Movie Review: Ma Rainey’s Black Bottom
17th February 2021With awards season rapidly catching us up, looming over critics and audiences alike similar to a spectre at a rather bland feast, it is no surprise that Ma Rainey’s Black Bottom has received its fair share of nominations. Box office and biopic fodder for a generation that needs whole lives gutted down and highlighted to a bitesize chunk of themes and ideals, rather than a genuine product that gives scope to who this person really was. Still, a fondness for jazz and blues should be enough to carry a project of this sort across the finish line and into a comfortable position of relative mediocrity. I have been wrong before, and, much to my embarrassment, I will be wrong again, for the actual music found in Ma Rainey’s Black Bottom is nowhere close enough to carry this stifled, struggling film.

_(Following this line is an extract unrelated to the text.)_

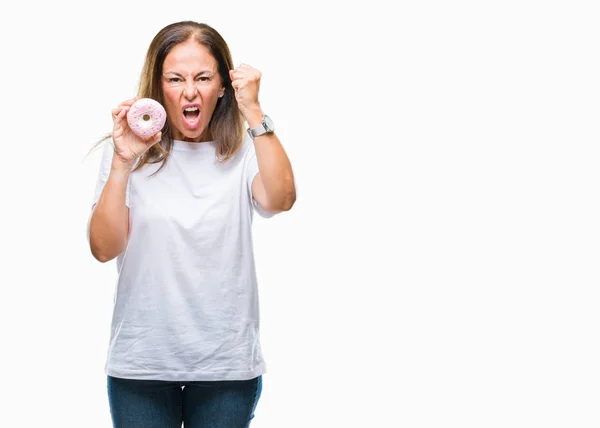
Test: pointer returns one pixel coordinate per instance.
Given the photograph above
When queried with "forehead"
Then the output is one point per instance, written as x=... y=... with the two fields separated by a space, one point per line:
x=189 y=56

Viola Davis looks to burrow her way out of the Suicide Squad rut with a sure-fire Academy Awards contender. It is not due to any effective quality or bold performance; it is just a matter of being in the right place at the right time. She seems exhausted, her charisma punctured and removed almost entirely, in its place there is only a shell of what should have been an even somewhat entertaining performance. Still, she is not the only lacking quality here, the cast is filled to the brim with underwhelming moments and creatively devoid bleakness. With the late Chadwick Boseman appearing in a relatively static performance as Levee Green, it is hard to convey much praise for his premature swansong. He offers nothing to write home about here.
A debut script from Ruben Santiago-Hudson, and it is clear to see where the influence of a scriptwriting seminar is within. Name dropping locations and pockets of history that, to the characters found here, are contemporary events, Ma Rainey’s Black Bottom pulls a scope and setting from nowhere unique. It is a boring film. As boring as that previous sentence may be, it is the only way to convey how much of a non-entity this Netflix original is. It would be forgivable if it strayed even ever so slightly off of the Hollywood path, but director George C. Wolfe is afraid to take the training wheels off. Placid camera angles attempt to capture emotive characters, but when the dialogue is something audiences will have heard all before, it is relatively difficult to convey any real meaning or interest to any of it.
Ma Rainey’s Black Bottom is a confounded, boring piece. It attaches itself to blues iconography without much passion or love for the real heart at the centre of this period. Pinstripe suits, stuffy, sickly-looking walls and all the usual trilby-wearing heroes and villains you would assume to find within anything even vaguely similar to the universal appeal Wolfe attempts to offer. Affectionless, cold and heartless, the film does not garner any spirited emotion, nor does it attempt even slightly to break away from that ever-crumbling Hollywood dialogue around the great figures of history. Blues music is a wonderful genre. Soulful musings on a hard-fought right to live, its adaptation to the big screen was an inevitability of the Hollywood machine that shadows much creative media, it is no surprise to see it is put through the same feeble process as other biopics of beloved stars.